著者は文化人類学者のデヴィッド・グレーバー氏。
仕事や社会について、読む人に
新しい視点をもたらしてくれるもので、
4000円超えの分厚い本ながら、たしかに面白い。
とはいえ専門的な話も含むので、
こういった本を読み慣れていない場合は
やや難しさも感じます。
そこで、翻訳を担当された酒井隆史先生に
解説をお願いしたところ、
あまり知識がない人でもわかるように、
内容をかいつまんで教えてくださいました。
これからの働き方や生き方を考える、
ひとつの参考資料になれば嬉しいです。
担当は、ほぼ日の田中です。

>『ブルシット・ジョブ』著者
デヴィッド・グレーバー氏プロフィール

>酒井隆史先生プロフィール

酒井隆史(さかい・たかし)

1965年生まれ。
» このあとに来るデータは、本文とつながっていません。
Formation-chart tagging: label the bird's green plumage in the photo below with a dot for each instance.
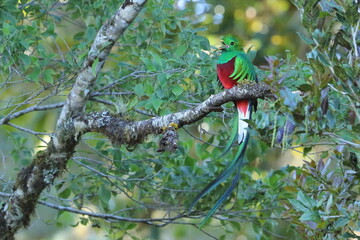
(233, 66)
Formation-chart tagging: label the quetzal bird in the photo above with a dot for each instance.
(233, 66)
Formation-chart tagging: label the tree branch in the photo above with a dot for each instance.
(121, 131)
大阪府立大学教授。
専攻は社会思想、都市史。
著書に『通天閣─新・日本資本主義発達史』
『完全版 自由論:現在性の系譜学』
『暴力の哲学』(ともに河出文庫)など。

デヴィッド・グレーバー氏の著作は
『ブルシット・ジョブ―クソどうでもいい仕事の理論』
(岩波書店)
『官僚制のユートピア』
『負債論─貨幣と暴力の5000年』(以上、以文社)
の翻訳をおこなう(共訳・監訳を含む)。
訳書としてはほかに、マイク・デイヴィス
『スラムの惑星―都市貧困のグローバル化』
(共訳、明石書店)など。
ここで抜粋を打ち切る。